From Daguerreotype to gelatin silver: A 30-minute crash course in the history of photographic film processes
posted Friday, May 17, 2013 at 5:13 PM EDT
In six short, excellent videos from the George Eastman House -- each about three to six minutes long -- the history of film photography is told in terms of the processes behind it, from the Daguerreotype to gelatin silver prints. The Eastman House staff, led by Alison Nordstrom, senior curator of photographs, takes us through the history of each process. They describe each process, its impact on photography and how it changed the broader society. Nordstrom, for instance, reminds us that because of photography, for the first time millions of people could see the faces of family members who had died long before they were born.
This "See: Untold Stories" series is a wonderful evocation of photography from the 19th and early 20th centuries. Presented in an easy, conversational manner, dry technical information is often bracketed by bits of humor. For example, did you know that the most popular photographic process of the late 19th century was the albumen print and that it was actually made from egg whites? It was so popular that the demand for fresh eggs went through the roof and many large photographic studios resorted to maintaining chicken coops in the back of their shop to keep up with their needs.
Although the series starts, naturally enough, with the Daguerreotype process, it does give a tip of the hat to the French inventor, Joseph Nicéphore Niépce who, in the early 1820s made the very first fixed photographic images. He made them by coating a piece of porcelain with asphalt (!) and processing it in turpentine (!). Daguerre became Niépce's partner and, after Niépce's death, went on to perfect the process of fixing images that bears his name, although this time the images were made on coated and polished silver coated plates.
Even by today's standards the Daguerreotype is remarkable, and as noted in the video, these photographs are so sharp that with high-powered microscopes it is possible to see details in the image that are invisible to the naked eye.
The Daguerreotype video is followed by five others: the Wet Plate Collodion process, the Albumen process, the Woodburytype process, the Platinum process and the Gelatin Silver process. You can watch them all here.
As a photographer, it is fascinating to actually see these processes in action as demonstrated by Mark Osterman, Eastman House Process Historian. He walks us through each process, and we watch as a piece of glass or metal is prepared with an emulsion, then exposed and processed. The videos show how each process produces a different kind of image, each with its own special qualities that affected the way they were used. It is also refreshing to see that although sometimes these early processes were a bit complicated, they are eminently doable today.
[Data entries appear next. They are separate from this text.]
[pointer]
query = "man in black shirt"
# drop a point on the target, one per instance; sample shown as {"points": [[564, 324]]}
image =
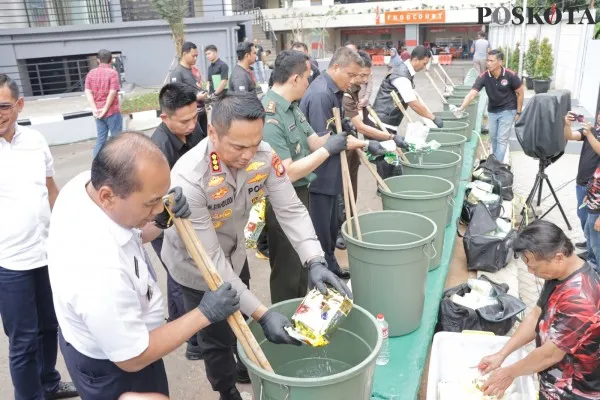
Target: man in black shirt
{"points": [[218, 71], [242, 79], [589, 160], [505, 93], [187, 73], [175, 136]]}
The Eastman House does a great job, too, of drawing upon their own huge collections of photographs and cameras, to make the stories come to life. Where else could you see a working Woodburytype press or an original 1888 "Kodak" camera -- the sixth one ever to be made -- that's still operational?
The "See: Untold Stories" is a great set of videos that is a must-see for photographers. Even though we now live in an almost completely digital age, these processes are our photographic heritage.